Feature Engineering - rudydesplan/book_rating GitHub Wiki
We dedicated a significant amount of time to feature engineering on our dataset. This process allowed us to gain a deeper understanding of our data, uncover the internal structure of the dataset, and provide our models with powerful new tools for learning. We primarily used the OpenLibrary API to enrich our dataset.
In this section, we briefly discuss our most interesting findings. For the complete code, detailed explanations, and interactive plots, please refer to the accompanying notebook.
Works
By examining the work ID through OpenLibrary's API, we gained new insights into the underlying structure of the dataset. A work is a collection of editions related to a unique and original book written by an author. For instance, "Harry Potter and the Philosopher's Stone" has over a hundred different editions. Each edition shares the same author, but other attributes (title, language, publisher, number of ratings, etc.) may vary. One such edition is "Harry Potter à l'école des sorciers," a French version published by Gallimard with x number of reviews and y number of ratings.
The entries in our dataset represent these editions. However, the issue arises because the average_rating
, our target variable, is associated with the work rather than the individual edition. As a result, all editions from the same work share the same average_rating
.
Addressing this problem was not straightforward:
- Removing all duplicates from the same work would lead to a substantial loss of information.
- We considered using the work ID as a grouping variable and encoding it in a way that allows the model to distinguish these groups and understand that they share the same rating. We hypothesized that this approach would make it easier to predict the average rating of a new edition if the model already knows another edition of the same work. However, this means that the information provided by all the features is "diluted" within the group. Since the rating is computed at the group level and influenced by all other editions, it might have significantly confused the model when learning different patterns in the features that are not directly correlated with the target variable. For instance, various editions of the Harry Potter books may have distinct features, but they will all result in the same value for the target variable.

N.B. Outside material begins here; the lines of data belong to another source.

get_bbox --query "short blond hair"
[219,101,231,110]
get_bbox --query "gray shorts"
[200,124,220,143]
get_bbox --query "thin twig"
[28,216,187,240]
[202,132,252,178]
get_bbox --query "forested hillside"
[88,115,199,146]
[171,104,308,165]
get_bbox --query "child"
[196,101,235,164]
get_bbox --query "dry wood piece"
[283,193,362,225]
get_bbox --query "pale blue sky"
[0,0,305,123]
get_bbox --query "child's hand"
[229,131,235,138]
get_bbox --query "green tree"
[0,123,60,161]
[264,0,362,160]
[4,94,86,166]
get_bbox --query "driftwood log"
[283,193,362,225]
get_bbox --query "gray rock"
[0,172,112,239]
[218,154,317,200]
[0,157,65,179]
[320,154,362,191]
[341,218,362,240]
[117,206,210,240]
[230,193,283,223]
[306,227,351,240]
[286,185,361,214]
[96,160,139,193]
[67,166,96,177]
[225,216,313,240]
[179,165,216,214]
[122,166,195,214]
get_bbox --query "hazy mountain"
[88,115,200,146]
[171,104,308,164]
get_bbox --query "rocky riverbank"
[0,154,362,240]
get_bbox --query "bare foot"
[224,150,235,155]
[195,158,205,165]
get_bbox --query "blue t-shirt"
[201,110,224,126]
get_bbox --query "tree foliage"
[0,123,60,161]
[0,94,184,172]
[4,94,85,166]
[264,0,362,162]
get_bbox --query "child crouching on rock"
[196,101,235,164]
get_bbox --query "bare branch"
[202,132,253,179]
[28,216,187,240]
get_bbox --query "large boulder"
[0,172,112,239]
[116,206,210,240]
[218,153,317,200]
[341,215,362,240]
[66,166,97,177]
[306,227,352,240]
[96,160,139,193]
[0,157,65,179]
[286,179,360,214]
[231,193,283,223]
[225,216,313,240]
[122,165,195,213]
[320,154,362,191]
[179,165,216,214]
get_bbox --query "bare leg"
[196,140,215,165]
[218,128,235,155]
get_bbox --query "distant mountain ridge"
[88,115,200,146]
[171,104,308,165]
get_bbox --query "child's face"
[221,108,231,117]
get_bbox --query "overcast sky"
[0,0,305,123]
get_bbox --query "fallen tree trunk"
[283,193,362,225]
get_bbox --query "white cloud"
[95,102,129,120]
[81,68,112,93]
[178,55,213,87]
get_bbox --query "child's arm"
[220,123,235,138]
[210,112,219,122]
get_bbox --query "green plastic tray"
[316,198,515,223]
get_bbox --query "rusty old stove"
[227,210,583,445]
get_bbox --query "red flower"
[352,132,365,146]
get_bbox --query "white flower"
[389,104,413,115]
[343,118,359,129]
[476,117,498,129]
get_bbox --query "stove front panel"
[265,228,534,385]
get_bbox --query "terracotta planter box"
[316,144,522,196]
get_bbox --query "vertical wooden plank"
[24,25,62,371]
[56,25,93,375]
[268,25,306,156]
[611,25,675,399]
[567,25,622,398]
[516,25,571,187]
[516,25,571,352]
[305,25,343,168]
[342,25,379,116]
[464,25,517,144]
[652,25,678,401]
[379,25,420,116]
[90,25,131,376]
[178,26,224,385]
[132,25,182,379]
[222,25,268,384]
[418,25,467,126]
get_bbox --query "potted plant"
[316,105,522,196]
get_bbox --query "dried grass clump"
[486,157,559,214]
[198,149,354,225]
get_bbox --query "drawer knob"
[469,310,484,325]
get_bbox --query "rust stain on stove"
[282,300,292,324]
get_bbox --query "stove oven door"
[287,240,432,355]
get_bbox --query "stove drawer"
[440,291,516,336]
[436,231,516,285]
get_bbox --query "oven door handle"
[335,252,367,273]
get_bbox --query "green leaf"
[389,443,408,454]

Due to time constraints, we chose the latter option.
Categorical Variables
Our dataset contains a wealth of information that can be extracted from categorical features, particularly the author, publisher, and work ID. Capturing this information was a crucial challenge.
- One method to encode this information was to use a label encoder. However, based on our research, this approach was not recommended as it imposed an artificial numerical hierarchy on a feature.
- One-hot encoding was not feasible due to the high cardinality of these features.
- An alternative approach involved capturing information about these variables through other numerical features. For example, we could represent them using the number of text reviews or the number of ratings. An author with a higher number of text reviews or ratings compared to another would convey more "meaningful" information than an arbitrary encoding.
- Lastly, there is the possibility of using CatBoost or LightGBM, which are supposedly able to handle categorical features directly.
We opted for the third option.
Popularity of an Author Over Time
We conducted a brief analysis to observe if the popularity of an author affected the ratings of their books. We defined an author's popularity by the sum of ratings counts they have received over time. We did not observe clear trends in the evolution of an author's book ratings as their popularity increased. In other words, regardless of an author's popularity, the ratings of their books depend more on their intrinsic qualities than the author themselves.
Series
We noticed that it was possible to extract the series a book belongs to from its title, using this format: Title (Series #Series number)
.
Engagement
We computed an "engagement" score, which is the number of text reviews divided by the number of ratings. We observed that the higher the engagement score, the fewer the ratings count, indicating that the book is less popular. Conversely, the more popular a book is, the lower its engagement score. In other words, the most popular books disproportionately attract readers to rate them, but not necessarily to leave a text review.
Tags
Retrieving the work identifier also allowed us to fetch the tags associated with a work via the OpenLibrary API (refer to the get_data_openlibrary.ipynb notebook).
The tags associated with a work are of four types: themes, people, places, and times. The full procedure of retrieving and processing the tags is complex and can be found in the process_tags.ipynb notebook.
Here is a brief explanation:
- There can be numerous tags associated with a single work, which posed some computational challenges. We ignored tags that were not present in other works since we were interested in learning from the proximity between works that share similar tags.
- Once all the tags were fetched for each work, we first used one-hot encoding and then the tf-idf procedure to better capture the relevance of the tags for a work.
- We then used a dimensionality reduction algorithm: UMAP. We ended up with 8 features, 2 for each type.
We conducted various visualizations to observe the proximity of some works through their associated tags.